Configuring break rules

You can configure a break rules dictionary to specify how Content Analytics Studio tokenizes text in documents.

About this task

Break rules determine how Content Analytics Studio splits documents into paragraphs, sentences, and tokens during lexical analysis of the document. A token is a basic unit of text, such as a word, punctuation symbol, number, or a string of symbols. For example, break rules can indicate whether to treat each line of text as a new paragraph.

Most of the rules for splitting a document into components are standard and usually do not need to be configured. However, you might want to configure some rules depending on the document structure and your preferences. For example, Content Analytics Studio treats an alphanumeric sequence such as 2.5cm as a single token by default. But you might want to split the sequence into mulitple tokens such as 2.5 and cm. You might want to separate the numeric and alphabetic tokens so that the units can be identified with a dictionary or so that you can create a parsing rule or character rule to identify the numeric value.

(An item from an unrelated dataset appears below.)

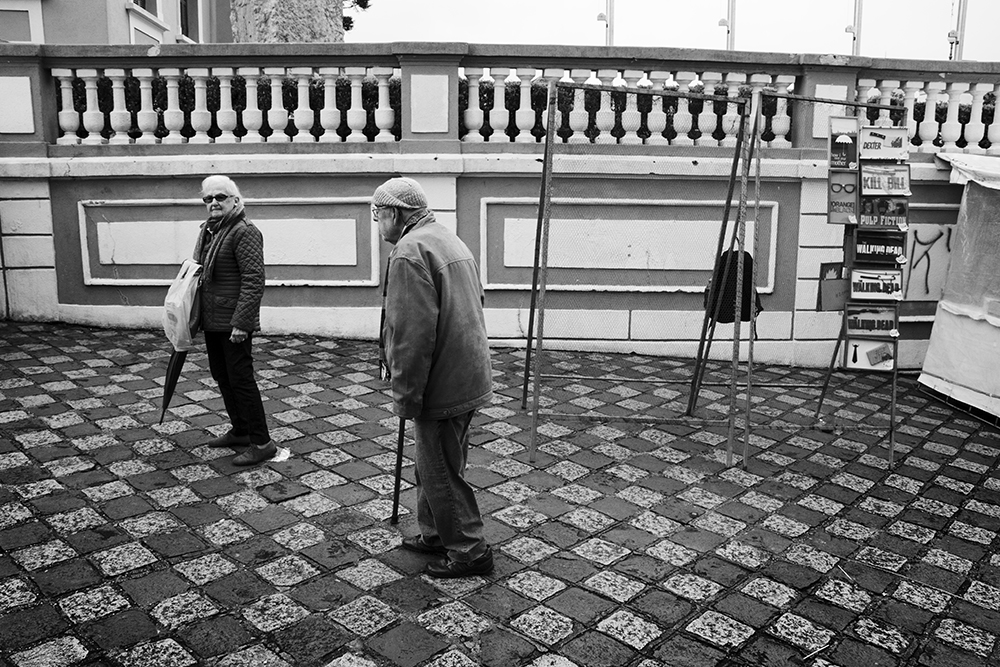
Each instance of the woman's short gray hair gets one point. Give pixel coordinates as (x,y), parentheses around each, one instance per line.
(222,184)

The source data to create a break rules dictionary is stored in a BREAKRULES file. The break rules file is then built into a dictionary (DIC) file that can be used in the lexical analysis stage of a UIMA pipeline.

If you do not configure a custom break rules dictionary, Content Analytics Studio uses the default break rules.

Restriction: Custom break rules files are not supported for Japanese, Chinese, and Korean.

Procedure

To configure a break rules dictionary:

In the Studio Explorer view, right-click the Resources/Break Rules directory in your project and click New > Break Rules File.
After you set the configuration parameters and save the break rules file, build the break rules dictionary. Right-click the new break rule file and click Build Studio Resource.
Configure your UIMA pipeline to use the custom break rules dictionary. In the lexical analysis stage of the UIMA pipeline configuration file, specify your file in the Break Rules area.